There's an easy solution to the case df1 = df2 = 1. Here, the F-quantile simplifies to tan^2(x*pi/2, which can be coded very nicely with the respective 34s conversion function:
#090
DEG->
*
TAN
x^2
For the mentioned case this will return as many digits as you like (here the result is 2,4674...E-600). For similar solutions cf. Wikipedia. Yes, that's German, but the English version does not include such a nice table, and the language of mathematics is universal. ;-)
Anyway, maybe this can be a hint: For the Normal and Student quantile there are asymptotic expressions that approach the true value as p gets closer to zero. This, for instance, is used in the estimate for the Student quantile, and it's also the basis of the Normal estimate. Maybe there is a comparable solution for the F distribution as well?!

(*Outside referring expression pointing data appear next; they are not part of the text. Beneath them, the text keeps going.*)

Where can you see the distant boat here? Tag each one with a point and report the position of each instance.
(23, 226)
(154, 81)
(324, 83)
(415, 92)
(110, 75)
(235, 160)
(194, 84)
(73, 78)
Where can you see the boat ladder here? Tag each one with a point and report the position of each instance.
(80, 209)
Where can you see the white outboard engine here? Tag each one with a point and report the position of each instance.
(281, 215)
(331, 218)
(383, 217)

In general, I think we should not neglect cases like p or x < 1E-100 or similar. Yes, for most real life applications three digits will do, but that's not what the 34s project is designed for. The only limit should be set by the working range, so I think we should get the quantile right even for p = 1E-6140 (in DP mode). At least that's what I think how the 34s should work. ;-)

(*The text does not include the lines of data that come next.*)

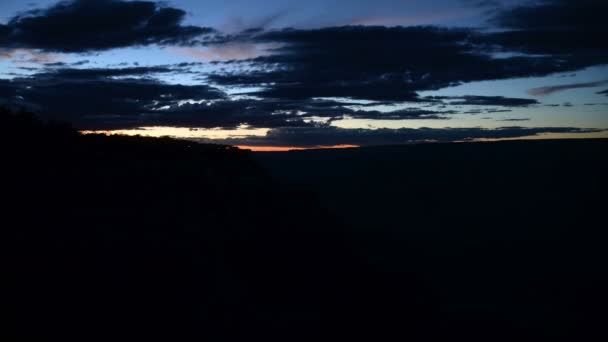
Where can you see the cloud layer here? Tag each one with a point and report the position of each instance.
(300, 80)
(90, 25)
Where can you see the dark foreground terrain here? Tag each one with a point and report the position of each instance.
(116, 238)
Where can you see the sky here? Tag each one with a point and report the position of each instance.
(292, 74)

By the way, my current project is a 34s program for the Normal distribution with two (user-selectable) accuracy levels. It also handles p very close to 0.5 without problems, as well as the central symmetric CDF from -x to +x with x close to 0. The quantile function uses a method that is significantly better than the Halley approach, leading to 32-34 digits (and with a slight tweak about 36) with just two refinements. I wonder how fast this will execute, so I think I will soon post the result of my humble efforts, hoping someone will try it on his "hardware 34s".